Ich nickte. Vielleicht war es wirklich ganz gut, daß ich mir Bila Huruma nicht zu gründlich angesehen hatte. Es ist nicht immer ratsam, einem Ubar zu tief in die Augen zu schauen.
»Bis heute abend dann!« sagte Msaliti und zog sich zurück.
»Bis heute abend!« sagte ich.
19
»Warum steht hier kein Wächter?« fragte ich.
»Der ist erledigt«, antwortete Msaliti. »Sei unbesorgt!« Er deutete auf die Tür. »Tritt ein!«
»Sicher hat Shaba andere Angehörige seiner Kaste bei sich, Geographen oder Schriftgelehrte«, meinte ich.
»Tritt ein!« drängte mich Msaliti.
»Leih mir deine Lampe!« forderte ich. Er trug eine kleine flache Lampenschale, in der Tharlarionöl brannte.
»Die Askaris könnten das Licht durch die Wände ausmachen«, sagte er. »Es sind viele Soldaten unterwegs. Beeil dich!«
Ich ließ mich in den Raum gleiten. Drinnen war es pechschwarz. Ich stand mit dem Rücken zur Graswand links von der Tür.
Die Schlafplattform, so hatte man mir gesagt, befand sich ungefähr in der Mitte. Shaba, so vermutete ich, trug den Ring um den Hals. Zoll um Zoll, alle Sinne auf das äußerste angespannt, rückte ich zur Zimmermitte vor. Msaliti hatte mich persönlich vor dem Raum abgeliefert. Er war nicht in Begleitung von Askaris gewesen. Das fand ich etwas seltsam.

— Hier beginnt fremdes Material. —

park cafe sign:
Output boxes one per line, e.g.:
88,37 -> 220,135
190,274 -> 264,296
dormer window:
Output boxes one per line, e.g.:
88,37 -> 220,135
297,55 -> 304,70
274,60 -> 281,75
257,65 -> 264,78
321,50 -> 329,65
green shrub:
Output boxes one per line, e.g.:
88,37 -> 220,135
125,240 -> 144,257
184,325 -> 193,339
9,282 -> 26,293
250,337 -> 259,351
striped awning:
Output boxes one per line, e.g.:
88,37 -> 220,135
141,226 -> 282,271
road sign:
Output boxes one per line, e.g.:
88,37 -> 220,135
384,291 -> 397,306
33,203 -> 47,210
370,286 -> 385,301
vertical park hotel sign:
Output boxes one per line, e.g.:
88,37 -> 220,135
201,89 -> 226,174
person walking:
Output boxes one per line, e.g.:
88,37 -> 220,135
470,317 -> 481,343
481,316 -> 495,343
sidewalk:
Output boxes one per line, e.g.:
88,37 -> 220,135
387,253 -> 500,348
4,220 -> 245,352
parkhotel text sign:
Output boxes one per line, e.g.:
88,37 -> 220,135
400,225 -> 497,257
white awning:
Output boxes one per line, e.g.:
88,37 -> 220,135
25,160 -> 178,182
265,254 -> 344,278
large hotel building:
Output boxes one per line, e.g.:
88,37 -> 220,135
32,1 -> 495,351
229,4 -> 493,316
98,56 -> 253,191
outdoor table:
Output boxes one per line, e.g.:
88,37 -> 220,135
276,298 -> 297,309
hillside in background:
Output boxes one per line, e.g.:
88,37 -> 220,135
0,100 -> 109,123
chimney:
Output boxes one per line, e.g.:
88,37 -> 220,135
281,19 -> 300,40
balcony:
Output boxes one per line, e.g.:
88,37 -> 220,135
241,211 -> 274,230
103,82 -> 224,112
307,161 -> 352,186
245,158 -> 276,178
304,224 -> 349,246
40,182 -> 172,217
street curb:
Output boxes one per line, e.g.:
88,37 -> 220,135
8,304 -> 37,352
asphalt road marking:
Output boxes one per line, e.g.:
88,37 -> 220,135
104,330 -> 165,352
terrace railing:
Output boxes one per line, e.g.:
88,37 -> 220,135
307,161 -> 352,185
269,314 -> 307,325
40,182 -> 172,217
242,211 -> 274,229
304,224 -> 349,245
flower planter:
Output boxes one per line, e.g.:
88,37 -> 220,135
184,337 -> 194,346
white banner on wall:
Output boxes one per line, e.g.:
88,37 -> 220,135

»Von deiner Tat dürfen möglichst wenige erfahren«, hatte er gesagt.
»Ja«, hatte ich erwidert.
Aber gewiß rechnete er doch nicht damit, daß ich ihm den Ring brachte. Ich hatte erwartet, daß er im Gefolge von Askaris erscheinen würde, die er auf mich hetzen konnte, mir den Garaus zu machen, sobald ich Shaba getötet oder den Ring in meinen Besitz gebracht hatte. Doch es war niemand zu sehen. Natürlich war es meine Hoffnung gewesen – und ein Risiko, das Msaliti wohl eingehen mußte –, daß ich mit dem Ring seinen Askaris entgehen konnte, selbst wenn das Zimmer umstellt worden war. Hätte ich den Ring besessen, wäre der Vorteil letztlich wohl doch auf meiner Seite gewesen. Es waren Chancen, die Msaliti einfach hatte annehmen müssen. Ich konnte natürlich jederzeit den Raum verlassen, indem ich mich irgendwo gewaltsam durch die Grasmauer arbeitete.
Als ich mich umblickte, bemerkte ich, wie sich Msalitis Lampe vor dem Zimmer zweimal hob und senkte.
Ich lächelte vor mich hin. Ich sah darin ein Zeichen an seine Askaris, die sich jetzt bestimmt in der Dunkelheit draußen anschlichen.
Dann hörte ich hastige Schritte. Augenblicklich duckte ich mich nieder, den Dolch blank gezogen, die Klinge in die Höhe gestreckt, die linke Hand abwehrbereit erhoben. Ich war erstaunt. Aber die Schritte näherten sich nicht mir. Ich glaubte Geräusche wahrzunehmen, die auf ein Klettern hindeuteten. Plötzlich gellte in der Dunkelheit vor mir ein schrecklicher Schmerzensschrei auf, gefolgt von einem wilden, jämmerlichen Kreischen, das in krampfartigem Husten und Keuchen endete. Fingernägel kratzten über eine hölzerne Oberfläche, ein Körper zuckte hin und her.